学資保険の保険料は、毎月決まった日に自動で引き落としされます。
また、学資保険は預金と違って自由にお金を引き出すことができません。一定の強制力が働くため、貯金が苦手な人でも着実に教育資金を貯めることができる仕組みになっています。
さらに、支払った保険料は保険会社所定の利率で運用されるため、払い込んだ保険料よりも受け取る満期保険金が多くなるケースもあります。
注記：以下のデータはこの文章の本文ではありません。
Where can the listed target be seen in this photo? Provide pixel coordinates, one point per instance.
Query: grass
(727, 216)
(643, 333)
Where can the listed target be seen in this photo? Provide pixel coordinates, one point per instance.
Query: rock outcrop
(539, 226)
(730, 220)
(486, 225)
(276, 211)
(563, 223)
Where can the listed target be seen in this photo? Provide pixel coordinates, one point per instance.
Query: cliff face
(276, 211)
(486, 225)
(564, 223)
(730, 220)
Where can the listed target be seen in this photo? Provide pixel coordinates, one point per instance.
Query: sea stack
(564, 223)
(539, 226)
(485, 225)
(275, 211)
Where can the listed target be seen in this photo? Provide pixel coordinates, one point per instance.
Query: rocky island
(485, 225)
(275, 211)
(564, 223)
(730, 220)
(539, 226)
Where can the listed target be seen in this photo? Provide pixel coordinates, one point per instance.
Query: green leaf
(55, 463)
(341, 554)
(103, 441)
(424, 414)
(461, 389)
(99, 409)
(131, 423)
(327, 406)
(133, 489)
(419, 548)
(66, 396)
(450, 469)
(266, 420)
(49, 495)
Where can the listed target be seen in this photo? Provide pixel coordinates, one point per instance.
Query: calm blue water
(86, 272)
金利が0.001〜0.002%と超低水準である銀行預金と比べると、効率的に必要な教育資金を貯められるでしょう。
生命保険料控除が受けられる
生命保険料控除が受けられる点も、学資保険に加入する大きなメリットといえるでしょう。
生命保険料控除とは、1年間に支払った生命保険料に応じて所得から一定の控除を受けられる制度のことです。
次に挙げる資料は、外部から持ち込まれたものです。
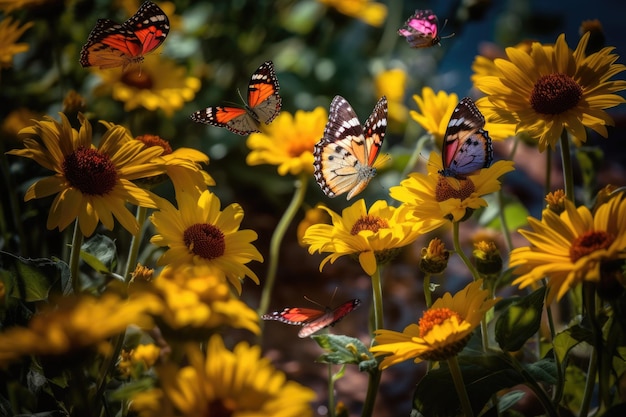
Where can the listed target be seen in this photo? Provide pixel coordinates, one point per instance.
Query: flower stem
(457, 378)
(568, 173)
(296, 201)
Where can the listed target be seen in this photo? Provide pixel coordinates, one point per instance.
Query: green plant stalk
(277, 238)
(457, 378)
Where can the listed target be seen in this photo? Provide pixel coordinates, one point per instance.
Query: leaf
(520, 321)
所得が減ることによって、所得税や住民税の負担を軽減できます。
生命保険料控除には、「一般生命保険料控除」「介護医療保険料控除」「個人年金保険料控除」の3つの枠があり、学資保険は基本的に一般生命保険料控除の対象です。
以下のように、所得税と住民税で控除される額は異なるため注意しましょう。
| 所得税 | 住民税 | ||
|---|---|---|---|
| 年間払込保険料額 | 控除額 | 年間払込保険料額 | 控除額 |
| 20,000円以下 | 払込保険料全額 | 12,000円以下 | 払込保険料全額 |
| 20,000円超40,000円以下 | 払込保険料×1/2+10,000円 | 12,000円超32,000円以下 | 払込保険料×1/2+6,000円 |
| 40,000円超80,000円以下 | 払込保険料×1/4+20,000円 | 32,000円超56,000円以下 | 払込保険料×1/4+14,000円 |
| 80,000円超 | 一律40,000円 | 56,000円超 | 一律28,000円 |
例えば、所得税・住民税共に税率10%で学資保険の保険料を年間で10万円支払っている場合、所得税は「40,000円×10%=4,000円」住民税は「28,000円×10%=2,800円」軽減できます。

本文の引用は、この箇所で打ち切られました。